Neoutzikon was mentioned by Byzantine chronicler Niketas Choniates as the place where the Byzantine emperor Isaac II Angelos quelled the rebellion of his cousin Constantine Angelos Doukas in 1193. Doukas had been appointed governor of Philipoppolis and fought with success against the Bulgarian Uprising of Asen and Peter, which led to the re-establishment of the Bulgarian Empire. In 1193 Doukas declared himself emperor and marched on Constantinople but before reaching Adrianople he was betrayed at captured by his own men at Neoutzikon, that was situated on the border between the dioceses of Philippopolis and Adrianople. According to Choniates, this deed greatly encouraged the Bulgarian rebels, who had feared Constantine's ability and much preferred the ineffective Isaac II to remain on the throne, if possible, forever.

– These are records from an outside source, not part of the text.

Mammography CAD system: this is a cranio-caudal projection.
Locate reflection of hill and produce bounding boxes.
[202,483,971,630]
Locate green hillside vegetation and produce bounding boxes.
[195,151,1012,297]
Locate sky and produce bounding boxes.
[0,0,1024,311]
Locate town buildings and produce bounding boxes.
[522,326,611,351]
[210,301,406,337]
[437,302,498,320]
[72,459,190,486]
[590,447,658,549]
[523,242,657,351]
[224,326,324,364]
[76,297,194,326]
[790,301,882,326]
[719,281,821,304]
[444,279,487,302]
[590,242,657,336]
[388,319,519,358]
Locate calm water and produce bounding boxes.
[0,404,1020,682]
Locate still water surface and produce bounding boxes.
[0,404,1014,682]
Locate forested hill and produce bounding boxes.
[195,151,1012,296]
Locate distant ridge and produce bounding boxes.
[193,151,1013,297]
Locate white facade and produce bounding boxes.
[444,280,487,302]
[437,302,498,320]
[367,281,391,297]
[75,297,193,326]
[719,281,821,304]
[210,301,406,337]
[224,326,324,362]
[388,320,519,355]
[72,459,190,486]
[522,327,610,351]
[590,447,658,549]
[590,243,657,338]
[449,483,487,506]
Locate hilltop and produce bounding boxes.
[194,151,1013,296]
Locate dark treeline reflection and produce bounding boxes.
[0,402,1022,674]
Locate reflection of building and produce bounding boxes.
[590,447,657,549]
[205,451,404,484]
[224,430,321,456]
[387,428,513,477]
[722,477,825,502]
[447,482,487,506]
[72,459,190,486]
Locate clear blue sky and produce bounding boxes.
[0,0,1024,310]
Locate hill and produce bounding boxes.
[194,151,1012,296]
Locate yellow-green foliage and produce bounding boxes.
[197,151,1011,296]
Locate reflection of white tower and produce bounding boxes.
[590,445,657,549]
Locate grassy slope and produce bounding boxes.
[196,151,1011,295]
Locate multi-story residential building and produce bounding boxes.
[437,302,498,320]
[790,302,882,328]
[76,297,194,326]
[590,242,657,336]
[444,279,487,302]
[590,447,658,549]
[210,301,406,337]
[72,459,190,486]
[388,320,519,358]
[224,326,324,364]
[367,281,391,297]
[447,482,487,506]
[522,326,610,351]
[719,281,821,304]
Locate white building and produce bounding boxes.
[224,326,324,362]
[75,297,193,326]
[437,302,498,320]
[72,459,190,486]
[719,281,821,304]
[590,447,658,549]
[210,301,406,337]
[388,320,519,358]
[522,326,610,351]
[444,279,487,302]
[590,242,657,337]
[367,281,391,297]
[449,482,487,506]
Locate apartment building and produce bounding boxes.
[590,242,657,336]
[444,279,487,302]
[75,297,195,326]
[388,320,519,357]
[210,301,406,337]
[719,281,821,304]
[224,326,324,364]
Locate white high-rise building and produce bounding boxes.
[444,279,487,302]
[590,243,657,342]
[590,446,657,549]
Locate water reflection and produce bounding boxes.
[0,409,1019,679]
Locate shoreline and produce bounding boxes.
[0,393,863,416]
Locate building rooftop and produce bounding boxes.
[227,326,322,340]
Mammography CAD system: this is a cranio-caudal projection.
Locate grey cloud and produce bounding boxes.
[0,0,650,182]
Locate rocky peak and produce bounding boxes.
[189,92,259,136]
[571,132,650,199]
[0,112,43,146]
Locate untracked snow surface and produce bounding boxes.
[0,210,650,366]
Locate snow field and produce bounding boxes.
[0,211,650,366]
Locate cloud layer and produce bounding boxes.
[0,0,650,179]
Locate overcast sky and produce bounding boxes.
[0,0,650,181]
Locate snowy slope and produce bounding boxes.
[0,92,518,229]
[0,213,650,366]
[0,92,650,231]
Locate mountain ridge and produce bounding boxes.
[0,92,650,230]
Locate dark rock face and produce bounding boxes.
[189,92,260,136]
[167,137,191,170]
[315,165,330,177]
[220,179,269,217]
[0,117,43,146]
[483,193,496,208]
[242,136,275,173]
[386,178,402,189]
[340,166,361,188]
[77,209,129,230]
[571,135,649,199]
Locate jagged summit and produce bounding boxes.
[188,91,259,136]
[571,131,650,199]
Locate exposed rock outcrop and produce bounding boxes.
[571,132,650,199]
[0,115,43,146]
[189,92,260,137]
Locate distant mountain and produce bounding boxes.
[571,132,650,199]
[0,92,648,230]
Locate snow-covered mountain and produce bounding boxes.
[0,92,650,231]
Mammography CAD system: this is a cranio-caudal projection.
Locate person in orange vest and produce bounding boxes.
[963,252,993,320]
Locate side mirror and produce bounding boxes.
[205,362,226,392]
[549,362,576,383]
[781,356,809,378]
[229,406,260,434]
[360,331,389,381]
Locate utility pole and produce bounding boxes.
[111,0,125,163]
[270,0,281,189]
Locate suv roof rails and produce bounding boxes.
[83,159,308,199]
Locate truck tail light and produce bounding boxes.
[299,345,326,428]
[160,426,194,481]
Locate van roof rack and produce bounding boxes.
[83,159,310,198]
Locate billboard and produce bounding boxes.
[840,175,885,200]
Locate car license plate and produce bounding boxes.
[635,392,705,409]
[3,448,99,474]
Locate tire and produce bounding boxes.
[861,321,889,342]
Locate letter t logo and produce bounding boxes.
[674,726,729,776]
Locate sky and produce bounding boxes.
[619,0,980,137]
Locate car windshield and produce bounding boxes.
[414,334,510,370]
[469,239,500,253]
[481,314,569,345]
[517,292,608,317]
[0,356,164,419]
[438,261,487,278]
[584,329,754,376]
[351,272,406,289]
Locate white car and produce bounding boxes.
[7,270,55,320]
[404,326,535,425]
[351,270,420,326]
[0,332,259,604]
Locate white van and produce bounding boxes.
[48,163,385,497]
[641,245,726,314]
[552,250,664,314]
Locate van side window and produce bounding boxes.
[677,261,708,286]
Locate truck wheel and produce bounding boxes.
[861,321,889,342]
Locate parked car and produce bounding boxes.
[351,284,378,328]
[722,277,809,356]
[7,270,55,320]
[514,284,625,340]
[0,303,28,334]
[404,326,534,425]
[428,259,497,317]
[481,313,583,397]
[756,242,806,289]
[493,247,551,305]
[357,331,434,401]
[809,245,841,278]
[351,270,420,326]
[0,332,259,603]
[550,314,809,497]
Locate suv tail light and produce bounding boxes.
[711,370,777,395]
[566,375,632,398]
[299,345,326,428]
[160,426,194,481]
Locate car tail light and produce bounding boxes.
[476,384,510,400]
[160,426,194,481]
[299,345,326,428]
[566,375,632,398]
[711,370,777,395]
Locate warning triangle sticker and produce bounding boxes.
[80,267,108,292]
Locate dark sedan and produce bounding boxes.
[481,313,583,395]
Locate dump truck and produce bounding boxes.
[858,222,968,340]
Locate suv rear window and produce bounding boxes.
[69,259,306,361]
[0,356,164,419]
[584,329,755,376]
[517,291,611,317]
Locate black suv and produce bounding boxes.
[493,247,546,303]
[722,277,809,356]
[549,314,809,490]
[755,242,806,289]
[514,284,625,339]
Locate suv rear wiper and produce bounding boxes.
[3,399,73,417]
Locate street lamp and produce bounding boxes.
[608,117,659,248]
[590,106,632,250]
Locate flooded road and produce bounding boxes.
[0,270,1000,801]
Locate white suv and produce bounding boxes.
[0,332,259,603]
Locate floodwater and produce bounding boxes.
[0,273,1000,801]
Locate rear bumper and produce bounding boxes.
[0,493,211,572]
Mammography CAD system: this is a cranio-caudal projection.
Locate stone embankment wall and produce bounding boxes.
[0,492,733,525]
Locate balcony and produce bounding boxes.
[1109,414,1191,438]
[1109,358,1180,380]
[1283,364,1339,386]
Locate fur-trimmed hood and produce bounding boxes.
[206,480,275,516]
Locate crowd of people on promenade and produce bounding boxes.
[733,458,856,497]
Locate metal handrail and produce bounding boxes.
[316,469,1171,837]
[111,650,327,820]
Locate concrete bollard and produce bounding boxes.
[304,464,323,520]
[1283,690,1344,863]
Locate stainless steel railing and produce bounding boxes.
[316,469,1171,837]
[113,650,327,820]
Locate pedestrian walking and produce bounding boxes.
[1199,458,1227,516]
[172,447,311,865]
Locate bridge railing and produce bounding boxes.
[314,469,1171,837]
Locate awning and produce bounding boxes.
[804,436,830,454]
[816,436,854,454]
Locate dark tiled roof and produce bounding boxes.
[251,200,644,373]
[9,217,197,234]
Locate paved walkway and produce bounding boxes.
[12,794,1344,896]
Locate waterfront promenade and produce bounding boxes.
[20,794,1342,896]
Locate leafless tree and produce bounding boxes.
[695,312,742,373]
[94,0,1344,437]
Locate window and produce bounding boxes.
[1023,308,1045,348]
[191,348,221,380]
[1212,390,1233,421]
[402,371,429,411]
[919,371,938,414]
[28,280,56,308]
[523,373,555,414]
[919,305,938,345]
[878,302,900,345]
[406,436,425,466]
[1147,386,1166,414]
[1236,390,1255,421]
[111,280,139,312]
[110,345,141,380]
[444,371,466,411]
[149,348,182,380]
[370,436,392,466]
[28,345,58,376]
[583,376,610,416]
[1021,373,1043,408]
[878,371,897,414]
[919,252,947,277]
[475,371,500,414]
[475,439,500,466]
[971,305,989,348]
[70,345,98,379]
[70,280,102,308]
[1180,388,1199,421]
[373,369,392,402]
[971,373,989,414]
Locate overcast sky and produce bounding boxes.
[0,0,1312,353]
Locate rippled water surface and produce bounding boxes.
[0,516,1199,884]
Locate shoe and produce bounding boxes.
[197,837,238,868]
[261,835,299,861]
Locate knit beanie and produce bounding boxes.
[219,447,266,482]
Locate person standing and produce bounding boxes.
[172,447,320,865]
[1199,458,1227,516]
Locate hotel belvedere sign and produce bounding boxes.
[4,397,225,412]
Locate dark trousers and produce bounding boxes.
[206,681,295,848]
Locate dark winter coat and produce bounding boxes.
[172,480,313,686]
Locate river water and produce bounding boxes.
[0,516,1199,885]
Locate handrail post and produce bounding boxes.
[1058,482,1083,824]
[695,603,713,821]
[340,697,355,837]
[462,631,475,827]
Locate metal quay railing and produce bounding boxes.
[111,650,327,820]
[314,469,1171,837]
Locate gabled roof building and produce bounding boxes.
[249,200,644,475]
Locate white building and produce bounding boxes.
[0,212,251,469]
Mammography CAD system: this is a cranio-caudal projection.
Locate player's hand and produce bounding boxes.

The battlements of the fortress were intact until 1900, when part of the structure was demolished by the Ottomans in order to reuse the stones for the construction of barracks in Svilengrad.

== Research and conservation ==
In the 19th century, historian Konstantin Jireček identified the ruins near the village of Mezek with the Fortress of Neoutzikon. The first archaeological research of the fortress was carried out in the 1930s by architect Aleksandar Rashenov, who performed excavations, documentation of the fortification system and small-scale studies of the interior. Rashenov documented the architectural monument with a detailed description, drawing and photos.

Conservation and restoration works on the walls were completed in 1963 and 1973. In 1983, more extensive archaeological excavations were carried out that clarified the fortress plan, the defense system and the dating. No medieval materials earlier than the 11th century were discovered. There were numerous ceramics pieces from the 13th and 14th centuries. Based on the data, the construction of the fortress was dated to the end of the 11th and the beginning of the 12th century, probably during the reign of Byzantine emperor Alexios I Komnenos. The stronghold was in operation until the fall of the area under Ottoman rule. Many ceramic vessels fragments, stone millstones and other household items were found. Two granaries with charred wheat were also discovered.